La precarietà porta a una condizione di ricatto che induce forme di auto-repressione e di inefficienza. La trappola della precarietà ne è la conseguenza. Siamo in una situazione opposta a quella della trappola della disoccupazione. Se ieri la trappola della disoccupazione (o della povertà) poteva derivare dalla presenza di politiche di welfare, oggi la trappola della precarietà è, piuttosto, il risultato della mancanza di politiche adeguate di welfare.

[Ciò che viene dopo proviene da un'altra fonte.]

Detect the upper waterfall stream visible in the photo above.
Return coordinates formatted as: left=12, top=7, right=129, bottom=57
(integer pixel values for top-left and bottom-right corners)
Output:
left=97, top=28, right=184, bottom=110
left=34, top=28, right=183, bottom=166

Renzi non solo conferma questa politica, ma può andare oltre. Infatti, i provvedimenti chesi vuole varare sono in linea con ciò che era stato eccezionalmente anticipato a Milano nel contratto di luglio 2013 per l’assunzione di 700 lavoratori in vista di Expo2015 (a fronte di una richiesta di 18.500 volontari a titolo gratuito!), ovvero la totale liberalizzazione del CDT. A quando una legge che impone il lavoro volontario e gratuito per tutte/i?

La MayDay 2014 ha un’altra ragione per farsi sentire. E con più forza.